The types of vinca you grow dictate when and how to prune the potentially invasive plants. Perennial periwinkles (Vinca major, Vinca minor), suitable for U.S. Department of Agriculture plant hardiness zones 7 through 9 and 4 through 8 respectively, spread by leaf nodes that root wherever they touch the soil. Madagascar periwinkles (Catharanthus roseus) -- also known as annual vincas -- are hardy in USDA zones 10 through 11 but typically grown as annuals. They spread from seed, which they produce with abandon.
Pruning Perennial Vinca
To keep perennial periwinkles looking their best, prune them back every two to three years. After they've finished blooming in spring, shear them to a uniform, 4- to 6-inch height.
Kneel down at the edge of the periwinkle planting and hold the shears with their blades open like oversized scissors.
Slide the blades into the planting, horizontal to and 4 to 6 inches above the soil.
Shear the top of the periwinkle, keeping the blades as level as possible to create an even surface.
Rake up and bag the debris for disposal, and wipe the shears off with a clean towel.

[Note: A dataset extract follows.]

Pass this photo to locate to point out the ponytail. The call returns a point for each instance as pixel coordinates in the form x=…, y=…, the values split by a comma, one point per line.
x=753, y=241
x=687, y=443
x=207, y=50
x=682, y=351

Pour enough rubbing alcohol to cover the shears' blades into a shallow container. Soak the blades for at least five minutes, rinse them in clean water and air dry them before reuse.
Pinch back perennial periwinkle stems any time they begin creeping beyond their designated area. Simply grasp a stem between your thumb and forefinger and pinch it off to the desired length. Pinching back encourages bushy new growth.
Deadheading Annual Vinca
Annual vinca spends all its energy on flowering to produce seeds for the next generation, then stops blooming. Deadheading is the process of pruning its faded flowers before their seeds mature. Regular deadheading encourages the plant to bloom right up until frost.
To deadhead, grasp a spent flower below its base and above a set of leaves. Holding it between your thumb and forefinger nails, gently snap it free.